Durability problems on engines that power about a quarter of the global 787 fleet emerged in 2016, and intensified in December when Air New Zealand Dreamliners suffered in-flight turbine damage on successive days. The problems center on potential cracking of the Trent’s intermediate pressure-compressor blades, and it could take Rolls four years to retrofit the 383 affected engines with redesigned components.

The number of parked planes mushroomed after U.S. regulators in April ordered stepped-up inspections of the engine variant, known as the Trent 1000 Package C.

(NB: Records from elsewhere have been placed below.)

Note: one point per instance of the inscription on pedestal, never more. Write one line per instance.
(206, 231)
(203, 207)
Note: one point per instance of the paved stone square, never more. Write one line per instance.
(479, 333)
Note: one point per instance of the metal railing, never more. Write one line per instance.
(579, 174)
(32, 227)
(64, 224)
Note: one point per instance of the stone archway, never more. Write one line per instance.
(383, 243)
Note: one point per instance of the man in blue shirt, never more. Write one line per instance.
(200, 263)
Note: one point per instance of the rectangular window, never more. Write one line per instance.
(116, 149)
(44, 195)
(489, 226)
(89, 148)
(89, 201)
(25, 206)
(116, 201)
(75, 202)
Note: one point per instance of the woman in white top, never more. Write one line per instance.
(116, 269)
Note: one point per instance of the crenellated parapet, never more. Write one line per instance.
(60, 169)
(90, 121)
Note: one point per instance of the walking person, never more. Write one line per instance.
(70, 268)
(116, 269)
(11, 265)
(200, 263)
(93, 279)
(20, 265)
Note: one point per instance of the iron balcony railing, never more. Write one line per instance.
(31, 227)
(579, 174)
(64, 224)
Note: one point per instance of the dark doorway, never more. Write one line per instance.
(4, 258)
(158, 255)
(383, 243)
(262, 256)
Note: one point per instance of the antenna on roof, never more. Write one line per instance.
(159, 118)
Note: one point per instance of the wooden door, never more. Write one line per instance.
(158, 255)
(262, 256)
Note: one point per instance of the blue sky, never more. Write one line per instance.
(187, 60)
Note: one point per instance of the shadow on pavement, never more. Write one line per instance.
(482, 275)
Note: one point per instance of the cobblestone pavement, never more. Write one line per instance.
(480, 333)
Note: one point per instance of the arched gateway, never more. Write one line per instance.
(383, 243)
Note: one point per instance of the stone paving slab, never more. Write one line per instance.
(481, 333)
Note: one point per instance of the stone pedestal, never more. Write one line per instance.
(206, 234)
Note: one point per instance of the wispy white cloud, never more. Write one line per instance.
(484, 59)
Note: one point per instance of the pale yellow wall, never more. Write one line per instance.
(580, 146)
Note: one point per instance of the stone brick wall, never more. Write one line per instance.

Dreamliner operators that rely on the power plant for so-called ETOPS routes, typically over ocean routes with few diversionary airports, are now required to check for signs of cracking or unusual wear after every 80 flights. That means taking the planes out of service on a near-monthly basis — far more onerous than the previous standard of checks every 200 flights.

About 30 percent of inspected engines have been removed from the wing for repairs, the people familiar with the matter said. The failure rate could worsen as Dreamliners that have been rerouted to non-ETOPS flights are inspected.

About 70 percent of Dreamliners due to be delivered through early 2019 will sport a GE engine that’s not affected by the cracking issues, easing the pressure on Rolls, said Uresh Sheth, a widely followed blogger on Dreamliner production.